Marginalization is an operation that happens at the level of the probability density. First, we could add a marginalize function that takes a density and a set of values to marginalize out, and rewrites the density to return its marginalized counterpart:

import aeppl

logprob, (y_vv, i_vv) = aeppl.joint_logprob(Y_rv, i_rv)
marginalized_logprob = aeppl.marginalize(logprob, i_vv)

Another solution is to add marginalize keyword to joint_logprob:

import aeppl

logprob, (y_vv,) = aeppl.joint_logprob(Y_rv, i_rv, marginalize=(i_rv,))

What this keyword hides is a function that acts at the measure level in AePPL's intermediate representation. The availability of this intermediate representation in joint_logprob makes it easier to perform marginalization at this level. The internals of joint_logprob would then look like in pseudo-code:

def joint_logprob(*rvs, *, to_marginalize):
    rvs_to_values = aeppl.internals.create_value_variables(rvs)
    measures = aeppl.internals.to_ir(rvs_to_values)
    marginalized_measures = aeppl.internals.marginalize(measures, to_marginalize)
    logdensity = aeppl.internals.disintegrate(marginalized_measures)

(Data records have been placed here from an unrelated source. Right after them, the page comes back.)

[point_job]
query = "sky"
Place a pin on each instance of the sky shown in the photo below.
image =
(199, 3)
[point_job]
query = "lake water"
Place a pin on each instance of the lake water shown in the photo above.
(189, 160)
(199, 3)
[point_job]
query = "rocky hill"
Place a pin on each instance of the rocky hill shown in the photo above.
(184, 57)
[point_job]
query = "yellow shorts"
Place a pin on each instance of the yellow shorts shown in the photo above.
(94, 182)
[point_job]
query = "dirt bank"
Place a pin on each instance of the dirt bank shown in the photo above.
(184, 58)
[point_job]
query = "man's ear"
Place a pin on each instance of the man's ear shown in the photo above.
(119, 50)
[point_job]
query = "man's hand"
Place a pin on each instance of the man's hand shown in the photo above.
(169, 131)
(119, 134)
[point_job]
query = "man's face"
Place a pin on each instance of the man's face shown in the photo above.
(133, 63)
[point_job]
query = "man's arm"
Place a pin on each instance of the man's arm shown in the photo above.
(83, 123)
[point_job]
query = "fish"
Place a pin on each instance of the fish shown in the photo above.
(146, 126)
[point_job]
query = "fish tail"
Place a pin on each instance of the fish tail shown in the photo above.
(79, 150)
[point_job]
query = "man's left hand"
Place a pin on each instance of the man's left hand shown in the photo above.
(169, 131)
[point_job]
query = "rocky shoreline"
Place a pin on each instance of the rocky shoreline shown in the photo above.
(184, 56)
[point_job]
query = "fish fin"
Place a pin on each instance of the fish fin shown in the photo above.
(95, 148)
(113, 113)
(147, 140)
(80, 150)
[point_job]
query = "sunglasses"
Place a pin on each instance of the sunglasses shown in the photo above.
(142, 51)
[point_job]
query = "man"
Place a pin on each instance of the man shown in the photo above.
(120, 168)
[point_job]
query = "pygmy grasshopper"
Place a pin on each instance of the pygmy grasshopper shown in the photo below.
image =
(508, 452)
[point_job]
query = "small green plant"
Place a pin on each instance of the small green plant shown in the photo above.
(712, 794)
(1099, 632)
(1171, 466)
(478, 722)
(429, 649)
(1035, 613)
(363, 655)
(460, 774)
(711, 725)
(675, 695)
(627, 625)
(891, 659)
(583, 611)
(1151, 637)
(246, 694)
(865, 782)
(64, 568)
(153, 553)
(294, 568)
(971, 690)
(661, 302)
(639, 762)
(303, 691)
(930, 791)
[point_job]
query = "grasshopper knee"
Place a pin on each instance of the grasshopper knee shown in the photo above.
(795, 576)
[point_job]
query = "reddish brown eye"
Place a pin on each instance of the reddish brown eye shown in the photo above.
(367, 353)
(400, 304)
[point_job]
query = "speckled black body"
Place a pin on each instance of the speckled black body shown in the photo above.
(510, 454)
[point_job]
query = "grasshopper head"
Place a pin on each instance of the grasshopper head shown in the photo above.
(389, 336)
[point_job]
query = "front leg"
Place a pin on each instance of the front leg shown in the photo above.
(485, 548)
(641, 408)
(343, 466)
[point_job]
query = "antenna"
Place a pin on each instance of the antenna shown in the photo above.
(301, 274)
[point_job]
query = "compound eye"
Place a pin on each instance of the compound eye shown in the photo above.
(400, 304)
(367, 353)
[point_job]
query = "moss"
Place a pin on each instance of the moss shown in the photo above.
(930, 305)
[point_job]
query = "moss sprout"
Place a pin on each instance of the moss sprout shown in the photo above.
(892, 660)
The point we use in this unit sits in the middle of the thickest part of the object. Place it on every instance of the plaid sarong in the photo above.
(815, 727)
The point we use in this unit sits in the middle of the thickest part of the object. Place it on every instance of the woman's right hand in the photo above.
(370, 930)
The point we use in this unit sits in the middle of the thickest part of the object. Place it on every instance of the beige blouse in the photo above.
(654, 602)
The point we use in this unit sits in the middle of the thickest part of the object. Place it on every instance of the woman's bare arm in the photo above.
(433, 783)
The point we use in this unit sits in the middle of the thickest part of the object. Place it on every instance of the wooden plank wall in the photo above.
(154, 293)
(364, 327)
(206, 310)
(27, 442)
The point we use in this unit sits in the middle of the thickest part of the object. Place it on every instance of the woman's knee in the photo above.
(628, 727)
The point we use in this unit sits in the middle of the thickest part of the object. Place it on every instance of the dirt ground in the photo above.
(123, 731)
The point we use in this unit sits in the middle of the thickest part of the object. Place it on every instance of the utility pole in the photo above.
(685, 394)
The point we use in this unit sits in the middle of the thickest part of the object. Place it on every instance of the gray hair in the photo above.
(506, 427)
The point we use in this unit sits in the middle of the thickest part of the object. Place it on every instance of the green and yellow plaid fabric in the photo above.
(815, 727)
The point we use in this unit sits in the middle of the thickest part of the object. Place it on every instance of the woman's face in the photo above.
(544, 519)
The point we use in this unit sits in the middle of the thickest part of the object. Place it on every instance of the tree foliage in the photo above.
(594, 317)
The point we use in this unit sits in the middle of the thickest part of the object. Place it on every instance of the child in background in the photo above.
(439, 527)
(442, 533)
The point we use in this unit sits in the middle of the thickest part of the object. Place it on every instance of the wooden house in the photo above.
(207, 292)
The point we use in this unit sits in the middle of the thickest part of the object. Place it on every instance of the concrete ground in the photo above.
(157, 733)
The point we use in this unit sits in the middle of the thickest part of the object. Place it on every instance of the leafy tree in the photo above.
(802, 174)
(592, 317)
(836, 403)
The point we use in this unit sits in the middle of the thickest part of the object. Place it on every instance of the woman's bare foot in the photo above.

This makes me think that AePPL's intermediate representation should be a first-class citizen.

Related issues

https://github.com/aesara-devs/aeppl/issues/21

Different examples of marginalization

TODO Discrete mixtures

Switchpoint model

Consider the following example from the Stan documentation:

import aesara
import aesara.tensor as at

srng = at.random.RandomStream(0)

r_e = at.scalar('r_e')
r_l = at.scalar('r_l')
T = at.iscalar('T')

e_rv = srng.exponential(r_e)
l_rv = srng.exponential(r_l)
s_rv = srng.integers(1, T)

t = at.arange(1, T)
rate = at.where(at.ge(s_rv, t), e_rv, l_rv)
D_rv = srng.poisson(rate)

# Draw from the prior predictive distribution
fn = aesara.function([r_e, r_l, T], D_rv)
print(fn(1., 3., 10))